Every year in cities across the US, an emerald horde flows between pubs, imbibing Guinnesses through faux-ginger beards and raising noise levels by many decibels. March 17th is St. Patrick’s day, an Americanized celebration of Irish heritage that has somehow turned the potato into a coconut candy and shamrocks into milkshakes.

Today’s parades and bar crawls may not resemble St. Patrick’s Day as it has ever looked in Ireland: in fact, the holiday was a solemn Catholic feast day. But in America, and New York City in particular, the holiday dates back to the days of Irish immigrants marching in solidarity to preserve their heritage.

That’s right: the parades and traditions most of us associate with St. Patrick’s Day aren’t really Irish at all. Instead they largely began in America, and have steadily evolved into the green tide of a leprechaun fever dream that descends upon the nation with ferocity every March.

The first parades

On March 17th, 1762, Irish soldiers serving in the British Army held the first parade in honor of the Irish feast day. The celebrations were quieter affairs at first, but that changed when record numbers of Irish immigrants emigrated to the United States a century later. The wave came as a result of the Great Famine in Ireland, which forced many to relocate in the mid-to-late 19th century.

As the Irish population grew in America, the celebration grew as well. Since the Irish were initially subjected to unfair treatment and xenophobia in the States, the celebration was one day they could come together to honor their roots in spite of discrimination. Falsely characterized as drunken and violent by outsiders and scorned for their Catholicism by Protestants, the holiday let them show pride in their hybrid identity as Irish Americans with a stake in both the past and present.

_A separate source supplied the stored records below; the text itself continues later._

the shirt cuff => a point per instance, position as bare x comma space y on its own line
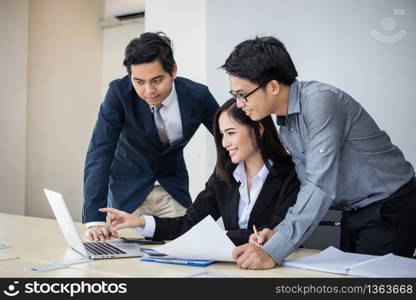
278, 248
89, 224
149, 228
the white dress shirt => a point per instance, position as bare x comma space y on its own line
245, 204
171, 116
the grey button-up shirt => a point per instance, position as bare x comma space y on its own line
341, 155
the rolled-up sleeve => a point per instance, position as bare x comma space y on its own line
325, 123
100, 156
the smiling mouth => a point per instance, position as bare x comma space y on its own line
231, 152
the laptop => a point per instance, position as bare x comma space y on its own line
93, 250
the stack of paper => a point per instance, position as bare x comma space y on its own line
336, 261
204, 241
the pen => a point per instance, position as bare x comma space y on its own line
256, 234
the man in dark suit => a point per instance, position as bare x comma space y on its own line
135, 157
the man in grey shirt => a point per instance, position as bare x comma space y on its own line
342, 158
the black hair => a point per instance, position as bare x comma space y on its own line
268, 143
149, 47
260, 60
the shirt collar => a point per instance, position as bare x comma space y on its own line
170, 98
293, 106
240, 172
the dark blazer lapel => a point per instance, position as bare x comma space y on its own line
147, 120
230, 213
267, 194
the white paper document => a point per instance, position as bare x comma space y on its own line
336, 261
205, 241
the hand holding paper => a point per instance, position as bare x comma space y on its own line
204, 241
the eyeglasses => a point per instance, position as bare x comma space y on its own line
243, 98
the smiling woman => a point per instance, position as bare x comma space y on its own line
254, 183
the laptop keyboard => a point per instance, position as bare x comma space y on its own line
102, 248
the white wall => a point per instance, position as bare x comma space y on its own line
185, 22
115, 40
14, 16
330, 41
64, 85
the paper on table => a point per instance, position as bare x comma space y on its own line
204, 241
7, 257
336, 261
330, 260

Before long, Irish-Americans began to dominate American demographics: Irishmen made up about a quarter of New York City by 1890, and they even outnumbered the population of Dublin at one point. As Irish societies and organizations emerged in New York City, the annual St. Patrick’s Day parade grew even larger. Before long it was the largest in America, and for a time the largest in the world.

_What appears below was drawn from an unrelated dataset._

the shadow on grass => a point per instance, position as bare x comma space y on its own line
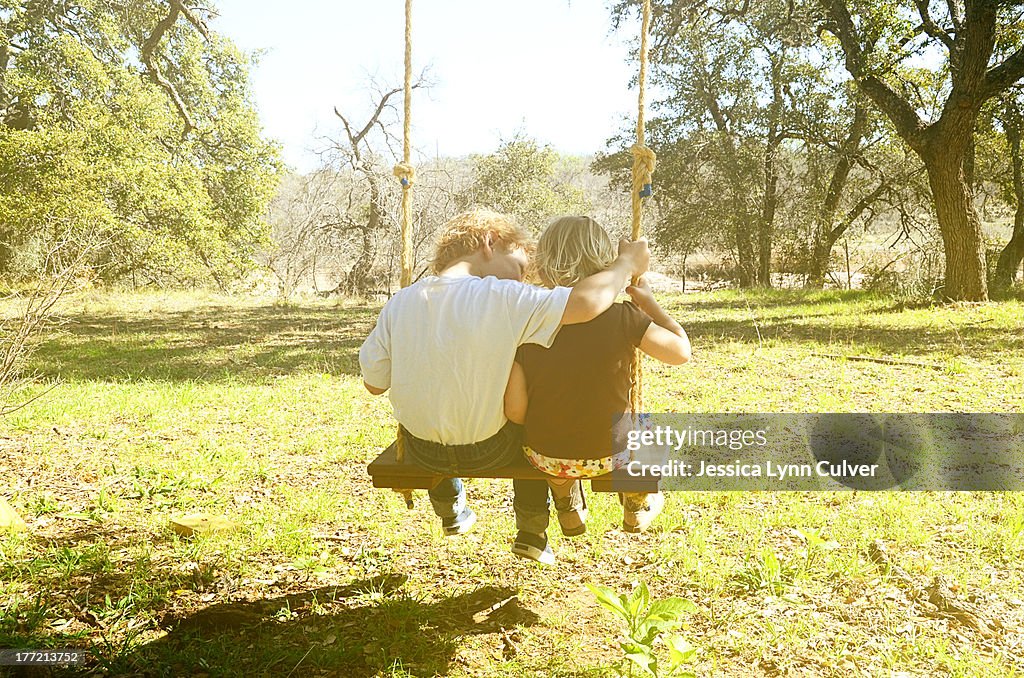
361, 629
978, 341
209, 344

The popularity of America’s St. Patrick’s Day celebration inspired Ireland to mimic the revelry back home with military parades, though pubs were closed that day until the mid-1960s. Celebrated as a religious feast day since the 17th century, the holiday didn’t become a public one in Ireland until 1907.

Modern day

Like most other major holidays, during the 20th century St. Patrick’s Day became a great commercial opportunity complete with greeting cards, streamers, treats and T-shirts. By this time the celebration was no longer limited to Irish-Americans, either: it was ubiquitous, a testament to the strength, power, and enormous number of Irish Americans.

Every year since 1991, the entirety of March has been declared Irish-American Heritage Month (in addition to Women’s History Month, of course). St. Patrick’s Day itself is not a federal holiday in the US, but it’s still marketed as a major holiday and as such you’ll see signs of it everywhere, from Chicago’s green-dyed river to the White House’s fountain and the Empire State Building.

The annual parade in New York City has evolved too. Once just an informal gathering of homesick Irish immigrants, the parade is expected to have about 200,000 people marching up 5th Avenue. The largest turnout was in 2002 with 300,000 marchers, parading in honor of 9/11 heroes.

Though much has changed, commercialization chief among deviations, some things remain the same: for example, the marching past St. Patrick’s Cathedral, wearing green, and the performance of traditional Irish tunes. With 39.6 million Americans today claiming Irish heritage — seven times the entire population of Ireland — it’s easy to see why the holiday is more popular than ever, shamrock shakes and all.